C – Perfusão inadequada: Também esperada em perfis de baixo débito (perfil “frio” de Stevenson): extremidades frias, pele marmórea, pulsos finos, TEC prolongado, oligúria, confusão/sonolência. Representa a falha em atender demandas metabólicas. (Harrison; UpToDate)

D – Hipotensão: Embora muitos pacientes ambulatoriais tenham PA normal ou até elevada, a hipotensão é frequente em IC avançada/descompensada e no choque cardiogênico, sendo um sinal de gravidade por baixo débito. Portanto, é compatível com o exame físico da IC. (SBC 2018)

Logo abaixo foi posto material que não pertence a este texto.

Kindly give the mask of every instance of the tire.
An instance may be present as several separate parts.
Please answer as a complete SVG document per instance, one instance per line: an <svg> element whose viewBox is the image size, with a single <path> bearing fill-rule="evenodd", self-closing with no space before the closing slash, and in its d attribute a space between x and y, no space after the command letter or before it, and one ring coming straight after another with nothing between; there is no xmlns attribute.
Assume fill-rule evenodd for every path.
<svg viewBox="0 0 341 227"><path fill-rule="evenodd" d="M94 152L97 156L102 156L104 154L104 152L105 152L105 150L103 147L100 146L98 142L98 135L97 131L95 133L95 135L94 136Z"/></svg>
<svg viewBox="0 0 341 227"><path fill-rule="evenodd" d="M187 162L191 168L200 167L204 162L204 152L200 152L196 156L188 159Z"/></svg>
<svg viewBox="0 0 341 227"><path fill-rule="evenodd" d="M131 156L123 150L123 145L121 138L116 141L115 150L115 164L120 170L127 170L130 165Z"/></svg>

Estratégia para a prova: Quando a banca pedir o que “não é esperado” na IC, busque o que contraria a resposta simpática compensatória: em geral, taquicardia é esperada; portanto, bradicardia chama atenção como exceção. Atenção à pegadinha semântica: o enunciado cita “sintoma”, mas os itens listam sinais de exame físico.

Referências essenciais: Diretriz Brasileira de Insuficiência Cardíaca – SBC 2018; ACC/AHA/HFSA 2022 Heart Failure Guideline; UpToDate (Evaluation of patients with suspected heart failure); Harrison’s Principles of Internal Medicine.

Conclusão: A alternativa que não se espera no exame físico típico da IC é a B) Bradicardia, por contrariar a resposta fisiológica compensatória usual.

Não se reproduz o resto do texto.